Allein mit der großen weiten Welt – Auswirkungen des Medienkonsums auf Kinder (Teil 2)

Wahrnehmungsunterschiede je nach Alter

Kinder im Vorschulalter haben noch ein sehr egozentrisches Weltbild und erleben sich dadurch intensiv als Teil der gehörten, gelesenen oder gesehenen Geschichte. Jedoch sind ihre kognitiven und strukturierenden Fähigkeiten noch kaum ausgebildet. Laut Spiegel.de „kann ein Kind unter zweieinhalb Jahren keine Verbindungen zwischen wechselnden Perspektiven herstellen. Im Kopf bleibt ein Bildsalat zurück.“ Zu schnelle Schnittfolgen, dunkle Szenen und laute Geräusche können bereits zu Ängsten führen. Eine schnelle und positive Auflösung von problematischen Situationen ist wichtig. 

Kinder bis sechs Jahren identifizieren sich vollständig mit der Spielhandlung und den Filmfiguren. Dadurch findet vor allem bei Bedrohungssituationen eine direkte Übertragung statt. Jedes Kind geht mit den aufgebauten Erregungszuständen und Gefühlen anders um, manche träumen schlecht, andere neigen zu aggressivem Nachspielen. Kleine Vielseher können durch die Reizüberflutung permanent überfordert sein und in ihrem Verhalten massiv auffällig werden.

Ab sechs Jahren nimmt die Fähigkeit zur kognitiven Verarbeitung von Sinneseindrücken zu. Jedoch kann diese Entwicklung bis elf Jahren noch stark individuell variieren. Spannungsmomente können schon besser ausgehalten werden, sofern sie nicht zu lange andauern. Erst etwa mit neun können Kinder fiktionale von realen Geschichten unterscheiden. Eine rasche und positive Auflösung ist auch jetzt noch wichtig.

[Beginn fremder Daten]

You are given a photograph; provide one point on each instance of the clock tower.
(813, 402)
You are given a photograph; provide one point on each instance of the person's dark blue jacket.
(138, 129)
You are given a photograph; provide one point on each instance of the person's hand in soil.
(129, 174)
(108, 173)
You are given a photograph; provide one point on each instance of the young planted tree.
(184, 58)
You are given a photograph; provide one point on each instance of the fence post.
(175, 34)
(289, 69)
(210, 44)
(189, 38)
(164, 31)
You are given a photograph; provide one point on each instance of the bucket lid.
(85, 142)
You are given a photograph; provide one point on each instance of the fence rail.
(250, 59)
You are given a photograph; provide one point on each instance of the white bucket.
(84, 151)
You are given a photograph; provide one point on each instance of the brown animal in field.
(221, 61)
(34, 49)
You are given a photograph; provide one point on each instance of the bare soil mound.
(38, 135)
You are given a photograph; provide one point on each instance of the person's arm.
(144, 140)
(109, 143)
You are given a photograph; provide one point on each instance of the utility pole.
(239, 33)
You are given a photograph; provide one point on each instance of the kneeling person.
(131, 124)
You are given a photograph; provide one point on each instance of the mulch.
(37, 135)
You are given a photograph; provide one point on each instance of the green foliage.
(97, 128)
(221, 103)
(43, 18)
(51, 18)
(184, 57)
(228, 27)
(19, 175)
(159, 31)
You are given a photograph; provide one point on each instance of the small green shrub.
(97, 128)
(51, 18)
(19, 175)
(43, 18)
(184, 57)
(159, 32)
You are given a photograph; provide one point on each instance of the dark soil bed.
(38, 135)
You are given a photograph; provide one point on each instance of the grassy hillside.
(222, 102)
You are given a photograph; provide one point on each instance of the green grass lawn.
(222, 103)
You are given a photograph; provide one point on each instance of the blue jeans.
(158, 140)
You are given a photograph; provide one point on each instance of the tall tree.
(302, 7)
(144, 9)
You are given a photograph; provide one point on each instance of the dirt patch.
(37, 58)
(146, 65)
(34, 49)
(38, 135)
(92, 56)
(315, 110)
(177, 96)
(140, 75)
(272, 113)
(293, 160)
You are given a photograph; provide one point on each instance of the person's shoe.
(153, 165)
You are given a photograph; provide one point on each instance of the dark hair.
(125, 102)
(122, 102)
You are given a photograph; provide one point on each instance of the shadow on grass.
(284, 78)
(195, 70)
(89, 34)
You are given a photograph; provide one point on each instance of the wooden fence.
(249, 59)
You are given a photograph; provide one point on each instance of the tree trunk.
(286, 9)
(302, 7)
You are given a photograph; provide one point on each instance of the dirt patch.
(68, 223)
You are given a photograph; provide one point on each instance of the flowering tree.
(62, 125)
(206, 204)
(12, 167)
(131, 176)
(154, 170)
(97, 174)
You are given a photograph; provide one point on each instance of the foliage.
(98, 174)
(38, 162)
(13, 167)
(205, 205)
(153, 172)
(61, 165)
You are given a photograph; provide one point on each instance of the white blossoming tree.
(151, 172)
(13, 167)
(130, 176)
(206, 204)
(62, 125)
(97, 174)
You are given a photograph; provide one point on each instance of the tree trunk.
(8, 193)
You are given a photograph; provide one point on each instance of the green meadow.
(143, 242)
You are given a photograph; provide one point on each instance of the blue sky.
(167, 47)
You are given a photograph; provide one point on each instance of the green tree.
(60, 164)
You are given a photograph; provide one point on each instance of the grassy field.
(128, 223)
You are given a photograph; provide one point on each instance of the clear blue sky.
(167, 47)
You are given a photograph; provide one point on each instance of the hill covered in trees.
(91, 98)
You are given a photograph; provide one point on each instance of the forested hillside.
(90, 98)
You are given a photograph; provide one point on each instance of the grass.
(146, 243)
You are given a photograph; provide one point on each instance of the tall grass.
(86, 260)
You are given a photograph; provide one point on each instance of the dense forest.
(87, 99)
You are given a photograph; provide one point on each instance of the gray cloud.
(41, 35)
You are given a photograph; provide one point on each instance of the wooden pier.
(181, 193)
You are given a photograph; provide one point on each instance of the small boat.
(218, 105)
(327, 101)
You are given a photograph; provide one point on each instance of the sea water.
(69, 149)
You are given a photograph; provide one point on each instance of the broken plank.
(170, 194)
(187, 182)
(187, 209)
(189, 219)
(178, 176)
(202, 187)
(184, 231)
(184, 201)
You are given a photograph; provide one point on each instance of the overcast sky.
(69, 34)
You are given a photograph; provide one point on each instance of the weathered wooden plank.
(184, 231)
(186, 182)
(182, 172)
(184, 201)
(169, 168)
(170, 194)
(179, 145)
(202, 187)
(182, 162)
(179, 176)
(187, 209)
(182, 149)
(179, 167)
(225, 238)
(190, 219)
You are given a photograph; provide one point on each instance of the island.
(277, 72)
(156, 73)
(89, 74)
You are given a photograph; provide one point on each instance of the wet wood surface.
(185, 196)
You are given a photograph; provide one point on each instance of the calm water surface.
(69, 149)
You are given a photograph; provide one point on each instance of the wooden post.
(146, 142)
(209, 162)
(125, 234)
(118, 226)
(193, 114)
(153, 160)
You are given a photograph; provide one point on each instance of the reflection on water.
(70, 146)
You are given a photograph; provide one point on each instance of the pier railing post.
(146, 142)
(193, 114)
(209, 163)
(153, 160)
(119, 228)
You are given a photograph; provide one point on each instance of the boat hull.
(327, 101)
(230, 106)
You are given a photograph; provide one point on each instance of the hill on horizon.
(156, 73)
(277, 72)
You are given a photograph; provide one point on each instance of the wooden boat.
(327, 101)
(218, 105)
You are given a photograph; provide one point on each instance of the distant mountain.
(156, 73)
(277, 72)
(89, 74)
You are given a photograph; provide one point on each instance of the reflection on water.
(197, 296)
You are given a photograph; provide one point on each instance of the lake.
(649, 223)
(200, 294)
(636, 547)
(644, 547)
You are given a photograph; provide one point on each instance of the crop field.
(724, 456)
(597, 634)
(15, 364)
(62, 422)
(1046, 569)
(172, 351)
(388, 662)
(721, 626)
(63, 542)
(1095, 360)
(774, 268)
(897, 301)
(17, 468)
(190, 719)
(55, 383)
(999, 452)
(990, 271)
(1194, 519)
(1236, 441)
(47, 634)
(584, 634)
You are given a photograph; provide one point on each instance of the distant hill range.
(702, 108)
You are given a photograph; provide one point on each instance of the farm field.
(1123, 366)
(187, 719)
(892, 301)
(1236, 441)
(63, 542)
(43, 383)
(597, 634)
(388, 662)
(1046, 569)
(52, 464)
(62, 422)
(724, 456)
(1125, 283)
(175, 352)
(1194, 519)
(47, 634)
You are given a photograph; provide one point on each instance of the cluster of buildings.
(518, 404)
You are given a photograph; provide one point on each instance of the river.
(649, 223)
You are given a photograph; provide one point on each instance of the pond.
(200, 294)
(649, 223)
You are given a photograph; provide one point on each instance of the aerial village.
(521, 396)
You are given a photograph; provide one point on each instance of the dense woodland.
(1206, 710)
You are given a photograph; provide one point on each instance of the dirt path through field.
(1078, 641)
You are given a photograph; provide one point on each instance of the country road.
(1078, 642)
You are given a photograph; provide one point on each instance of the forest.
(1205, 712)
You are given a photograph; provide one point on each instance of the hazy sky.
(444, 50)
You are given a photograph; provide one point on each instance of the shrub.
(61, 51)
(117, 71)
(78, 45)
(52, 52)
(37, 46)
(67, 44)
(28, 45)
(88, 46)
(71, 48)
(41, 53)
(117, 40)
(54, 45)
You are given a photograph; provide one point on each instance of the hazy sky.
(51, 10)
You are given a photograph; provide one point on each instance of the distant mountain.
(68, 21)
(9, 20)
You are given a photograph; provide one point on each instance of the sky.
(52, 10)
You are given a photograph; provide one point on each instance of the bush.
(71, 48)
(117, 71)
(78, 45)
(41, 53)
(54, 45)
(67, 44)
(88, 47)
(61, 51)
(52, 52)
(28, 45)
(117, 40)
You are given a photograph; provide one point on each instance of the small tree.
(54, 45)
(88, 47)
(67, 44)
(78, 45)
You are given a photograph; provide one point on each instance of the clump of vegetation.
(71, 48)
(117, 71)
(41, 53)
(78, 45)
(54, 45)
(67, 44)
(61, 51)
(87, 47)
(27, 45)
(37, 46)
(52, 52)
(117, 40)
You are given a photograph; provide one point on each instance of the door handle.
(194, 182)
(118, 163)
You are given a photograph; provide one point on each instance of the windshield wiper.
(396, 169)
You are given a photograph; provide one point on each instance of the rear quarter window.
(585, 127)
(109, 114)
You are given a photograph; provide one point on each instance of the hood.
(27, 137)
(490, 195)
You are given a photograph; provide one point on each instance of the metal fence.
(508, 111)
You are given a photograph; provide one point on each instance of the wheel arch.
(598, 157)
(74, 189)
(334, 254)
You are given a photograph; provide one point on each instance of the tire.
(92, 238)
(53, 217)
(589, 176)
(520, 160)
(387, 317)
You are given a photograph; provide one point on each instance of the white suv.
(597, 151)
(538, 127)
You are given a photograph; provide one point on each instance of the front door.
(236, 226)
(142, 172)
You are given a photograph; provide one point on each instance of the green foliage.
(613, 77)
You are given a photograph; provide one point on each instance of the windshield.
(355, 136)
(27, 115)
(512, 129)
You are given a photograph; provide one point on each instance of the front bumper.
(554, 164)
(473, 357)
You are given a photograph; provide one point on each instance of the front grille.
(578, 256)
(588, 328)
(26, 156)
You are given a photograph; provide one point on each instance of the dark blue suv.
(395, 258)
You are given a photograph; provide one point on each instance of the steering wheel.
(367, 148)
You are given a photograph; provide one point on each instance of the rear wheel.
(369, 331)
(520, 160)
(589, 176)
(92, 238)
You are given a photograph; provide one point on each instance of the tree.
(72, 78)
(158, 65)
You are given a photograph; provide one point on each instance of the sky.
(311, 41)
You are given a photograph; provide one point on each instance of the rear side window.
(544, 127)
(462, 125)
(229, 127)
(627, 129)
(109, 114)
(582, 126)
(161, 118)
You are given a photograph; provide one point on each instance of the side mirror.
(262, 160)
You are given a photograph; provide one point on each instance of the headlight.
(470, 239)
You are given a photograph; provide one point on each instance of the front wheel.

Frühe Belastung mit ungeeigneten Themen

Durchs Fernsehen kommen Kinder oft zu früh mit ungeeigneten Themen in Kontakt (Bild über pixabay / CC0 1.0)

Auch die Auswahl der Sendungsinhalte ist wichtig und muss gegebenenfalls von Kind zu Kind sehr unterschiedlich ausfallen. Allgemeine Altersempfehlungen sind unbedingt nur als Richtwerte zu verstehen.

Sie sind mehr als untere Schutzgrenze zu sehen und nicht als pädagogische Empfehlung. Hat ein Film keine Altersbeschränkung, sollte dies keinesfalls automatisch als Freibrief für die Allerjüngsten gehalten werden. Erst bei Jugendlichen ab zwölf Jahren ist die Fähigkeit zu distanzierter Wahrnehmung und rationaler Verarbeitung, wie beim Erwachsenen, entwickelt.

Kinder leben im Schutzkokon ihrer Familie. Durch Fernsehprogramme werden Heranwachsende zu früh mit heiklen Dingen wie Drogen, Alkohol, Gewalt, Sex und so weiter konfrontiert. Dies wäre, ein ordentliches Elternhaus vorausgesetzt, sonst wohl nicht möglich. In vielen Jugendfilmen setzt sich eine derbe, vulgäre Sprache durch. Filme, die Helden als Menschen zeigen, die “cool” aussehen während sie Drogen nehmen, willkürlich Sex haben und extreme Gewalt anwenden, prägen die Anschauung in die Köpfe der Kinder, dass diese Aktionen in Ordnung sind.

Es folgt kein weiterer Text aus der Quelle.